Update and Better Manage Your Electronics
Another good thing to do is to update your RV’s electronics. Every RV is going to be different here. You can make an effort to upgrade or change your electronics so that you use less electrical power.
With that said, even the most basic RVs will have lights. One great thing to do there is to upgrade all lighting to LEDs. Your lights will use less energy this way.
Also, you can focus on energy efficient electronics and appliances. This is especially important if your RV is on the older side. Newer applicances and electronics will likely use less power, and you can even shop for products that are labled as energy efficient, which should cut down on the amount of power you use.

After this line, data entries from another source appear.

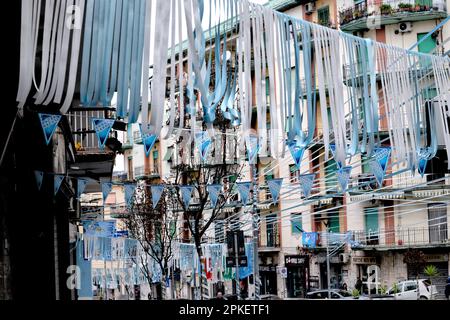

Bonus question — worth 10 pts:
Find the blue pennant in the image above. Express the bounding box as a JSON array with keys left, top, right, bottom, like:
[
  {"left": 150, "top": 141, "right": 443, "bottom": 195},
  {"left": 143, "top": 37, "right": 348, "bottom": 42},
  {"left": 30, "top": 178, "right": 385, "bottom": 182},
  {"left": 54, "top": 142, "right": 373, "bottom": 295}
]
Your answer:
[
  {"left": 195, "top": 131, "right": 212, "bottom": 162},
  {"left": 77, "top": 179, "right": 88, "bottom": 198},
  {"left": 289, "top": 142, "right": 305, "bottom": 169},
  {"left": 298, "top": 173, "right": 316, "bottom": 198},
  {"left": 125, "top": 183, "right": 136, "bottom": 206},
  {"left": 139, "top": 124, "right": 157, "bottom": 157},
  {"left": 92, "top": 118, "right": 114, "bottom": 149},
  {"left": 34, "top": 170, "right": 44, "bottom": 190},
  {"left": 180, "top": 186, "right": 194, "bottom": 209},
  {"left": 206, "top": 184, "right": 222, "bottom": 208},
  {"left": 247, "top": 135, "right": 260, "bottom": 164},
  {"left": 337, "top": 166, "right": 352, "bottom": 192},
  {"left": 267, "top": 178, "right": 283, "bottom": 203},
  {"left": 53, "top": 174, "right": 65, "bottom": 195},
  {"left": 102, "top": 182, "right": 112, "bottom": 203},
  {"left": 150, "top": 185, "right": 164, "bottom": 209},
  {"left": 236, "top": 182, "right": 252, "bottom": 206},
  {"left": 39, "top": 113, "right": 61, "bottom": 145}
]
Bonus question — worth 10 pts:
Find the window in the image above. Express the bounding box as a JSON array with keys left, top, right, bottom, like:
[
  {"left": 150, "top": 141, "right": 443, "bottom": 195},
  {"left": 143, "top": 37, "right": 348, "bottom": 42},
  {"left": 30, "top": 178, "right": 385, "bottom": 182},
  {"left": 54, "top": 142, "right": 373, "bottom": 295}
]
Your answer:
[
  {"left": 317, "top": 6, "right": 330, "bottom": 26},
  {"left": 291, "top": 213, "right": 303, "bottom": 234}
]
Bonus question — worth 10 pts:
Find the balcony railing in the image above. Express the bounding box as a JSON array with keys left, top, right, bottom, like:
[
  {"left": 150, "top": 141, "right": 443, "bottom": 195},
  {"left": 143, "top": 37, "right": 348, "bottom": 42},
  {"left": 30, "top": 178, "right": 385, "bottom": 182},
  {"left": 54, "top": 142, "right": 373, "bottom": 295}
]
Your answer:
[
  {"left": 351, "top": 223, "right": 450, "bottom": 249},
  {"left": 339, "top": 0, "right": 446, "bottom": 25}
]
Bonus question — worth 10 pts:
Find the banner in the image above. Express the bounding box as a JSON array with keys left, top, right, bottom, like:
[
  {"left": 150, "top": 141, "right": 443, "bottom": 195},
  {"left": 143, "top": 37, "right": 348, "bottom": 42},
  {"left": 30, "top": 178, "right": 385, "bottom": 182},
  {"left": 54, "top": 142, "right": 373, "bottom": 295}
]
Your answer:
[
  {"left": 206, "top": 184, "right": 222, "bottom": 208},
  {"left": 77, "top": 179, "right": 89, "bottom": 198},
  {"left": 247, "top": 135, "right": 260, "bottom": 164},
  {"left": 102, "top": 182, "right": 112, "bottom": 203},
  {"left": 236, "top": 182, "right": 252, "bottom": 206},
  {"left": 38, "top": 113, "right": 61, "bottom": 145},
  {"left": 289, "top": 141, "right": 305, "bottom": 169},
  {"left": 139, "top": 124, "right": 157, "bottom": 157},
  {"left": 267, "top": 178, "right": 283, "bottom": 203},
  {"left": 53, "top": 174, "right": 65, "bottom": 196},
  {"left": 124, "top": 183, "right": 136, "bottom": 206},
  {"left": 34, "top": 170, "right": 44, "bottom": 190},
  {"left": 298, "top": 173, "right": 316, "bottom": 198},
  {"left": 336, "top": 166, "right": 352, "bottom": 192},
  {"left": 302, "top": 232, "right": 317, "bottom": 248},
  {"left": 195, "top": 131, "right": 212, "bottom": 162},
  {"left": 92, "top": 118, "right": 114, "bottom": 149},
  {"left": 179, "top": 186, "right": 194, "bottom": 209},
  {"left": 150, "top": 185, "right": 164, "bottom": 209}
]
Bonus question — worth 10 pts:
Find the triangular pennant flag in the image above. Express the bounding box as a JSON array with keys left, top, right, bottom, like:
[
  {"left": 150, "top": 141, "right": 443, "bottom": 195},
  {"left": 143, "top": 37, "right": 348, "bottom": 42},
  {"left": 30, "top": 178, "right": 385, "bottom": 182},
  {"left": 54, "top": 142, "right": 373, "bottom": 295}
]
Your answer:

Other than updating, you can just make sure to manage your electronic use better. Do you really need the TV on as often? What about all of your lights? Is that space heater necessary? Keep all of these things in mind and try hard to use electronics less often.
Add Solar Panels
Solar panels can go a long way towards making boondocking possible and easier. When you can use and harness solar power, you can keep boondocking longer and more often. Solar panel kits can be purchased at Gander stores, and the service team will even install them for you.
Before buying, think critically about your electrical power needs. Look at the electricity uses of the things you use when camping and then focus on getting a solar panel setup that can supply your needs. This is easier said than done in some cases, but it’s better than going in blind.
You might also find that you need to add more solar panels down the road. This is doable, so keep track of your energy usage and think about how you can be sure to get as much solar energy as possible.
Use Low Flow Faucets and Shower Heads
Water consumption is a huge part of living an eco-friendly RVing life. Even if you’re super concious about your water usage, you can save yourself a lot of wasted water by installing low-flow faucets and shower heads.
I know some folks don’t like them, but if you’re serious about living an eco-friendly life, then you should really make the effort to make them work. They will help reduce the amount of water you use each and every day.
Cook Over a Campfire
Cooking uses a lot of heat and heat doesn’t come out of nowhere. Most RVs use either propane or electricity to power the appliances that cook food, but there is another option, your campfire.
I know it’s not the most convenient, but cooking over a campfire is eco-friendly, especially if you’re going to have one going anyway. It can also be a lot of fun to do and a learning experience for all involved.
There are plenty of recipes out there for cooking over a campfire, and if you have a good cast iron skillet or dutch oven, the possibilities are essentially endless.
Use Biodegradeable Items and Products
It’s not just about what you do but the things you bring with you and use. The next time you go shopping for everyday items, focus on buying eco-friendly products.
Get things that are packaged with recyclable materials and focus on biodegradable products. This goes for everything from the soaps you use to the cleaning supplies you buy to the food you bring along with you.
Every little thing matters, so take a little extra time to find the products that work for you and have the least negative impact on the environment.